The Coronas set to take North American stages by storm

In the summer of 2016, an indie pop rock band hailing from Dublin called the Coronas burrowed themselves in the quaint County of Dingle on the southwestern coast of Ireland. The work they created would eventually evolve into their fifth studio album, Trust the Wire, which made waves in both Irish and international markets upon its June 2017 release. Like much of their repertoire, the record explores introspective themes concerning love and fraternity, and, more specifically, touches on subjects like the band members’ experiences and uncertainty in the music industry.

“[When making the album, we asked ourselves] ‘What are we going to write about that we haven’t written about before?’” Danny O’Reilly, the band’s lead singer, said in an interview with The McGill Tribune. “You have to write about what you’re going through and hope that people relate to it [….] I find that the more honest I am, the more that people relate to [my music].”

While Trust the Wire adds some zest to the Coronas’ typical easy-strumming guitar style with some folksy riffs like those in “Not What You Know,” the collection largely sticks to what has made the band so successful in its 10 years in the Irish spotlight: Gentle, harmonic chords that slowly crescendo into the crux of the songs. “Real Feel” features an electric guitar solo to finish up the song, and “We Couldn’t Fake It” culminates in a climatic fortissimo.

“These songs are about moments,” O’Reilly said. “Oftentimes we write a song and really it’s just about that climatic moment, and we try to build and create moments that create a special impact on people [….] Maybe it’s because we know it’s our strength. It just happens naturally.”

The album creation process began with the Coronas breaking away from Island Records, feeling like the label was not supporting the band enough as artists. The London-based production company that has managed talents including U2, Drake, and Ariana Grande, and worked with the group on their 2014 album The Long Way.

“We were at a crossroads,” O’Reilly said. “ [We] did some soul searching and made the decision to leave and release our content independently.”

Breaking away from Island Records eventually led to the formation of the Coronas’ independent production company, So Far So Good Records. With this newfound freedom, the band determined to experiment a new way of writing music. They traveled to the Irish countryside and the rest is history.

“With the last album we had it back in our mind that we signed with a major so let’s write singles, let’s write hits,” O’Reilly said. “[With] this album we didn’t go over the top, we tried creating something a little more atmospheric, a little more chill.”

The result came to be the most successful album the band has created to date. Topping at number one on the Irish music chart and just coming off a world tour last fall, the Coronas’ future looks promising. With British singer-songwriter Bobby Long opening, they begin their North American tour on Feb. 8 at Petit Campus in Montreal, to be followed by shows across Canada and the United States.

O’Reilly cites the band members’ close friendships with each other as a prime driver of their sustained success over the years and how that fuses itself in with their music.

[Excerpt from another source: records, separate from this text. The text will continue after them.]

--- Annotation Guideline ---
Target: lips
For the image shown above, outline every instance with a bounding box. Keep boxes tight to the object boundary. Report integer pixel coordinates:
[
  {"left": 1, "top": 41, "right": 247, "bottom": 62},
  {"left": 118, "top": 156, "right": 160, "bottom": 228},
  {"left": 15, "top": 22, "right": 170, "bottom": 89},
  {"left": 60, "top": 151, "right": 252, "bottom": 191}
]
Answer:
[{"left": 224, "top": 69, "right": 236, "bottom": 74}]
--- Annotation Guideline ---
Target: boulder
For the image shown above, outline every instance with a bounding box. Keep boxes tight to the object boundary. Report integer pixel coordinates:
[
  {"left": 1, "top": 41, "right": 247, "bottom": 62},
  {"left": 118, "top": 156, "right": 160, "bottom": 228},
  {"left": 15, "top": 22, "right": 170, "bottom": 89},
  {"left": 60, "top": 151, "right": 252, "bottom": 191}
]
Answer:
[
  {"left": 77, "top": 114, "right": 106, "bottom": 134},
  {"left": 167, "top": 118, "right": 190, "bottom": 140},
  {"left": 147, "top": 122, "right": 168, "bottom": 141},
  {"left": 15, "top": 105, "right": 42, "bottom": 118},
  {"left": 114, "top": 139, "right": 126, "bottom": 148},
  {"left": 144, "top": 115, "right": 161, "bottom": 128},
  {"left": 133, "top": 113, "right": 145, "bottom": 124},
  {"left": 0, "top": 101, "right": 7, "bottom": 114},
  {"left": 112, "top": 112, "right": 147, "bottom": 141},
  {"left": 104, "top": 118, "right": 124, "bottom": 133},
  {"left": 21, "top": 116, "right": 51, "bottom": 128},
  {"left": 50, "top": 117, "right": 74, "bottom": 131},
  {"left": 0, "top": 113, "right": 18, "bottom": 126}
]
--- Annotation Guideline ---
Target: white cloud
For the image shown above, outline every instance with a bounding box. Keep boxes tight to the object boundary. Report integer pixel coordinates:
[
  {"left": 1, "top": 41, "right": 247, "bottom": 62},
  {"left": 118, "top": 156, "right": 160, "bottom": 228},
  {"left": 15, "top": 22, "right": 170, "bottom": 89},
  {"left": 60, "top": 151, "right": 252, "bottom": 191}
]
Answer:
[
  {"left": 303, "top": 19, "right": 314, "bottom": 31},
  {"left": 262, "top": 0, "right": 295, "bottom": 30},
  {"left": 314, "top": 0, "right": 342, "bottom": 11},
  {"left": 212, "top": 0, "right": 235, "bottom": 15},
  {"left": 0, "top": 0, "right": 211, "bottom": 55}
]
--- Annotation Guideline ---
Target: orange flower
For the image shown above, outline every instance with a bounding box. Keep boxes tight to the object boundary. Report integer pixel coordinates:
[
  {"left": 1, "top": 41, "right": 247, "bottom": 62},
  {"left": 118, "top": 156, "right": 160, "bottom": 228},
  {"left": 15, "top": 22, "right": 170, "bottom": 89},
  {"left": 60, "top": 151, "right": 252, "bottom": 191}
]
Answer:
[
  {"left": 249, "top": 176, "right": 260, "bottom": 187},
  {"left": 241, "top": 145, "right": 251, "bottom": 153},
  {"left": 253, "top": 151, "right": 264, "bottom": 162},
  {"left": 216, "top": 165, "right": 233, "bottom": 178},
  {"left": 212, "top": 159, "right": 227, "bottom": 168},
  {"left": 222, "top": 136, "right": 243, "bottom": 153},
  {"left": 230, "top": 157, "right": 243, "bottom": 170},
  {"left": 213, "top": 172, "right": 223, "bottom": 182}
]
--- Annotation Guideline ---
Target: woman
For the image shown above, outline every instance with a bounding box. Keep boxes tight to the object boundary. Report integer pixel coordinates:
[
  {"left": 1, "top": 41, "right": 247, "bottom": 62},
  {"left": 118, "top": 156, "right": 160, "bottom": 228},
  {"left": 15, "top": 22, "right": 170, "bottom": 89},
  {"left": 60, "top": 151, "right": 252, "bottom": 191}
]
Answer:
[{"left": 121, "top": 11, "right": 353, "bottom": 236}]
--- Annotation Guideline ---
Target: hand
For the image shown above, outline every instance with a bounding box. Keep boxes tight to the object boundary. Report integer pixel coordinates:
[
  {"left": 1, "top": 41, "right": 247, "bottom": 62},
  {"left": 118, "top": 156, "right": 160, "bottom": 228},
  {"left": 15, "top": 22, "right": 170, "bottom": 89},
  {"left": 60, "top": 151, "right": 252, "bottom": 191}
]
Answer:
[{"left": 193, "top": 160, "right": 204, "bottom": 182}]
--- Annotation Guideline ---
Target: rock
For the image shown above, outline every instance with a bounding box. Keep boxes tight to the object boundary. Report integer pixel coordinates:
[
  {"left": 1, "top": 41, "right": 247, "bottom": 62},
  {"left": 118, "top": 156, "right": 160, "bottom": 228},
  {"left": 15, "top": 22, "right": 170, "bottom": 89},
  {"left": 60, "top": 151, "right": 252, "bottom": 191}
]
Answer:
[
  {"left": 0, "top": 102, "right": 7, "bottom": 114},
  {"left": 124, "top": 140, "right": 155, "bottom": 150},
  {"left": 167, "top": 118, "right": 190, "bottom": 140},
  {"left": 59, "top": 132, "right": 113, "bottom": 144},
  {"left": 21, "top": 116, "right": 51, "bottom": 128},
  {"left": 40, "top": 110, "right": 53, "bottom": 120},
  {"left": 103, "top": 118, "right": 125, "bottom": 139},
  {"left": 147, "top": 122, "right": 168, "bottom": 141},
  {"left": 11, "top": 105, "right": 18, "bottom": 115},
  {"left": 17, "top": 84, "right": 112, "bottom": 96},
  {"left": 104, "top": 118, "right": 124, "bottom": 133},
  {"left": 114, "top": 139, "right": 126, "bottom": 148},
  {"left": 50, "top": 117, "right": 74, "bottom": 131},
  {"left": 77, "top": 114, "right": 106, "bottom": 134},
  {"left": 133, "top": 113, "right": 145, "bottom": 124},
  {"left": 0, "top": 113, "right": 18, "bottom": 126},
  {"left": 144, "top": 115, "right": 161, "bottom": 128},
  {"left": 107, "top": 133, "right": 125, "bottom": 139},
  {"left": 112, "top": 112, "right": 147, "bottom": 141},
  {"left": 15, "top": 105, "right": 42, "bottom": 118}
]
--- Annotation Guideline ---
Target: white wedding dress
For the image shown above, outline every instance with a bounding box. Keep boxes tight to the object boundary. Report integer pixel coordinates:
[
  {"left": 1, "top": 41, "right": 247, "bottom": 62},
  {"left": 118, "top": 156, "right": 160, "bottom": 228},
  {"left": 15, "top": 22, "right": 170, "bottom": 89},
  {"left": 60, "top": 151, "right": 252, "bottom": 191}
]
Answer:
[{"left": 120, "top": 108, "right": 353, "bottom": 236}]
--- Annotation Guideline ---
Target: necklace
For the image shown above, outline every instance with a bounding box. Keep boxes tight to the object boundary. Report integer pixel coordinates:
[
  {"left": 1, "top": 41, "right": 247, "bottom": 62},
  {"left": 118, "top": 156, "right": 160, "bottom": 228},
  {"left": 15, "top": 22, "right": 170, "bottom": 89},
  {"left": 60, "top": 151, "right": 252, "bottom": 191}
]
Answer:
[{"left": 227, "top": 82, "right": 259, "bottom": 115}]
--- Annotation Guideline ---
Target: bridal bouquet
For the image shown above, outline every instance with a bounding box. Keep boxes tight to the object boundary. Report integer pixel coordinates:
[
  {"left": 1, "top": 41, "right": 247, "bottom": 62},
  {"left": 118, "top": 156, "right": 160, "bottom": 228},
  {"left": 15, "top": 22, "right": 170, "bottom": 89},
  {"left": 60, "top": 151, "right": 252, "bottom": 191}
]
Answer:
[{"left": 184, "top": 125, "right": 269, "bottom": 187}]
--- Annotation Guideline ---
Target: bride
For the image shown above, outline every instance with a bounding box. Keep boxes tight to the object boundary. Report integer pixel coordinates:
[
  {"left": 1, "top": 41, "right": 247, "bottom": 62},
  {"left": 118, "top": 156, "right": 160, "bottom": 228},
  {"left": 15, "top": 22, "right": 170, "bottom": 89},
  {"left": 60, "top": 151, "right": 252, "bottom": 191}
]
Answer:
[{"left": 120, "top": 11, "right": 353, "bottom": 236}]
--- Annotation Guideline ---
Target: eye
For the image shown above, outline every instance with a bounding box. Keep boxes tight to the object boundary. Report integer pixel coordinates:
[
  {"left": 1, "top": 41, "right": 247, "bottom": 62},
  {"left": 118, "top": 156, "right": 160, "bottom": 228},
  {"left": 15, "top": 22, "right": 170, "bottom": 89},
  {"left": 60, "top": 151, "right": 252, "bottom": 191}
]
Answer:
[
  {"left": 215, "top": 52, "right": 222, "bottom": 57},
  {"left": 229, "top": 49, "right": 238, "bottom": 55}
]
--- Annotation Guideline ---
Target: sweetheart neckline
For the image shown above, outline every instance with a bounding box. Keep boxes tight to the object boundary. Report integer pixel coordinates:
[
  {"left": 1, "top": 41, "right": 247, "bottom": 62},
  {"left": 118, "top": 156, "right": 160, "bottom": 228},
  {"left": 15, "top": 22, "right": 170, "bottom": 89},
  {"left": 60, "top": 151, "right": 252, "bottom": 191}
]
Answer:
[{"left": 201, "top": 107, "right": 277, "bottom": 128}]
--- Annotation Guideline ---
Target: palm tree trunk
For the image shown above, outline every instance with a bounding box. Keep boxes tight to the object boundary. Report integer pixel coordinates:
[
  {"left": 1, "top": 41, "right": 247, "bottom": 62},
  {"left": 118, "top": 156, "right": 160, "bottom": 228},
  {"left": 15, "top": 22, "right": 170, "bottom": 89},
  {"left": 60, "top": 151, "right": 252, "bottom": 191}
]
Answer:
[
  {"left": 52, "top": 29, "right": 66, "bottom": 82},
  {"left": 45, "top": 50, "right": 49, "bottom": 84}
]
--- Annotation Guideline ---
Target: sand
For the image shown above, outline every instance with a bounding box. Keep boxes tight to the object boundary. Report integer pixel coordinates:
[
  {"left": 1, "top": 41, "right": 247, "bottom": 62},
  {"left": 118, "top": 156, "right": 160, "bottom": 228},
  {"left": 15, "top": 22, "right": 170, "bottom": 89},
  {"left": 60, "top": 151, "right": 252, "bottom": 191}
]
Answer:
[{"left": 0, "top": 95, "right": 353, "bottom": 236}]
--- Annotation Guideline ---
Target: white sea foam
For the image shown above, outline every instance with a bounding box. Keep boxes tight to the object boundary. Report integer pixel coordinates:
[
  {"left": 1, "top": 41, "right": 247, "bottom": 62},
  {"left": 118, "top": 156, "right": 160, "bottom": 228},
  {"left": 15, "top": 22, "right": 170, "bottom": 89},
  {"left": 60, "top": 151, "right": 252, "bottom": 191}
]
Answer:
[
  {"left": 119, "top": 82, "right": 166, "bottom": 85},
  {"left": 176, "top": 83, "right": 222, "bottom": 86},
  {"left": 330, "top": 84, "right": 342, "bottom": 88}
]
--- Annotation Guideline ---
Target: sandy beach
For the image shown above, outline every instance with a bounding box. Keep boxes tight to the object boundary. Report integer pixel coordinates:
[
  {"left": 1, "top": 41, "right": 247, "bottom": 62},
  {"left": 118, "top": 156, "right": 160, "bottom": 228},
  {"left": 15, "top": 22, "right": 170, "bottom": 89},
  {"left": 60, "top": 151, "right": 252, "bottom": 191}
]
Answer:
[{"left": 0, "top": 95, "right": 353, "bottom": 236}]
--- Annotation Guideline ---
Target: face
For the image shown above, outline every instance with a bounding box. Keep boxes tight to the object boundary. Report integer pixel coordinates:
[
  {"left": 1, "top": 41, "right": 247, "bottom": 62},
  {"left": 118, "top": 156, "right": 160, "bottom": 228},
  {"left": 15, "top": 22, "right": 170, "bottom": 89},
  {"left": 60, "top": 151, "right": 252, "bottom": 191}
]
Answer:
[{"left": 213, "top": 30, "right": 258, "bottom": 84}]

“Obviously [while our music in Trust the Wire is] still about relationships and friendships, really it’s about the band and our desire and our ambition, you know, songs about writing songs,” O’Reilly said. “Trying not to get too caught up in the music industry.”

The Coronas are set to be on tour for much of 2018, after which O’Reilly hopes to work on a new album.

The Coronas are set to perform at Petit Campus this Thursday, Feb. 8 at 8pm. Tickets are available online.